À travers une déclaration sans détour, Grâce Shako, présidente de l’ONG Leadership de femmes dans les médias, tire la sonnette d’alarme sur la banalisation des nuisances sonores dans la capitale congolaise. Un cri du cœur qui relance le débat sur l’autorité de l’État, la responsabilité citoyenne et le respect du cadre légal à Kinshasa.
Dans un témoignage personnel, l’actrice de la société civile raconte une nuit blanche imposée par une célébration religieuse organisée à proximité de son domicile.
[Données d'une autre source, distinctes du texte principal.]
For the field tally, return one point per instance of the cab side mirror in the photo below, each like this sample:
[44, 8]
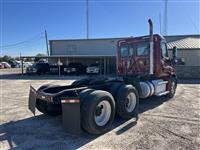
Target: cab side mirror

Si elle reconnaît la liberté de culte et d’expression, elle dénonce toutefois des pratiques excessives et irrespectueuses du voisinage, notamment l’usage de musique à plein volume et les cris prolongés en pleine nuit dans un quartier résidentiel.
« Je suis moi-même chrétienne pratiquante, mais je n’arrive pas à comprendre notre taux élevé de snobisme collectif », confie-t-elle, regrettant une forme de tolérance passive face à des comportements pourtant répréhensibles.
Au-delà de ce cas précis, Grâce Shako élargit la réflexion aux bars et autres lieux de divertissement qui, selon elle, imposent quotidiennement des nuisances sonores sans être inquiétés. Une situation qu’elle attribue à la fois à l’inaction des autorités et au silence complice des citoyens.
Pourtant, rappelle-t-elle, le cadre légal existe bel et bien. L’édit provincial n°005 de 2012 interdit formellement les tapages nocturnes et diurnes, impose des autorisations pour les activités bruyantes et prévoit des sanctions allant des amendes à des peines de prison. En 2024, le gouvernorat de Kinshasa a réitéré cette interdiction, tandis que le ministère de la Justice a ordonné des poursuites contre les auteurs de nuisances, y compris dans les lieux de culte et les hôpitaux.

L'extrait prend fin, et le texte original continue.